In mouse mutant models, activated ß-catenin leads to accelerated melanoma development, promotion and metastasis.32 It has recently been shown that in malignant melanoma cell lines, treatment with recombinant Wnt5a induces the release of exosomes containing inflammatory and pro-angiogenic molecules as interleukin-6, VEGF and MMP2.33 Moreover, interleukin-6 may induce the expression of Wnt5a in melanoma cells itself to form a positive loop.34

In our study we showed that dysfunctional adipocytes undergoing dedifferentiation might also contribute to these signals in the TME, as they produce inflammatory molecules and metalloproteinases. It could be hypothesized that excess adiposity with its local inflammatory milieu could be a potential trigger or, at least, an amplifier of processes involved in cancer growth and development.

Some limitations to the present study and future lines of development of the present findings should be acknowledged. Even though mixed models of co-cultures have already been used in the literature,35 the results of this experiment should be confirmed in future in vitro studies using human adipocytes. Secondly, these in vitro data should be translated into in vivo studies taking into account different fat depot and AT close to lymphonodes, in patients with different disease stages. Moreover, the influence of excess adiposity with the systemic production of adipokines and inflammatory mediators should be taken into account as other possible modulators of the relationship between adipocytes and cancer cells in the microenvironment as well.

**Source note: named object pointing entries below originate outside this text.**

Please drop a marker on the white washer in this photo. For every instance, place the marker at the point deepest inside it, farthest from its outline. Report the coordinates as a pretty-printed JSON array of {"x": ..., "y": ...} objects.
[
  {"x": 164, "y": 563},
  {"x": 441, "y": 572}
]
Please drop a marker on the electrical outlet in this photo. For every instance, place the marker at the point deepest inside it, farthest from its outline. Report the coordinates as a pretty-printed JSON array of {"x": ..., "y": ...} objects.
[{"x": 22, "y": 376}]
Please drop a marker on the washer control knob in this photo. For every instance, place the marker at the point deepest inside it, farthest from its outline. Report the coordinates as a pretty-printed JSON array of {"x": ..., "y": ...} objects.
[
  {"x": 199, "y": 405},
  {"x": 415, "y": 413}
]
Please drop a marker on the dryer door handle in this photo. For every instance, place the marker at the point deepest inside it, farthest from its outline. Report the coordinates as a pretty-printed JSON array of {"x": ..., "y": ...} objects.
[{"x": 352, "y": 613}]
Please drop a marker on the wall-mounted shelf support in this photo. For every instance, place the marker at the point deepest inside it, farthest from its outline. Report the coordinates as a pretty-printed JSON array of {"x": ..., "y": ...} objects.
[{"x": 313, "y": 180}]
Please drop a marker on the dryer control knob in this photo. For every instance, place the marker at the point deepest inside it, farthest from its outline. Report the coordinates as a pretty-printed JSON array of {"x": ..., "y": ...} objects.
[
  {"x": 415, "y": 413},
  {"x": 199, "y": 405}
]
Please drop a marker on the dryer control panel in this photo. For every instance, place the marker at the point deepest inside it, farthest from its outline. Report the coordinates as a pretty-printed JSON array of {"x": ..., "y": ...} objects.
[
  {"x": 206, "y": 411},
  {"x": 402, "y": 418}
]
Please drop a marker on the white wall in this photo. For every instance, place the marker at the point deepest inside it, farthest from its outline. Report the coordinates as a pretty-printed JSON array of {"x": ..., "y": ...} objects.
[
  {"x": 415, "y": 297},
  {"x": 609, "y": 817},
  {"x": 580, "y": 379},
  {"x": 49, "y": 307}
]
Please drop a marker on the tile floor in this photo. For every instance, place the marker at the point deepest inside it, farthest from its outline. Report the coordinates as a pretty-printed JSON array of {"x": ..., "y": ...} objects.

In conclusion, the data presented in this paper allow us to hypothesize a dedifferentiation process of adipocytes toward fibroblast-like cells, which can promote migration and metastasis of melanoma cells, through activation of Wnt5a and of the intracellular pathways of β-catenin and LEF-1, as a possible focus for future research and potential target in the modulation of the physiopathological processes of cancer growth, invasiveness and metastasis.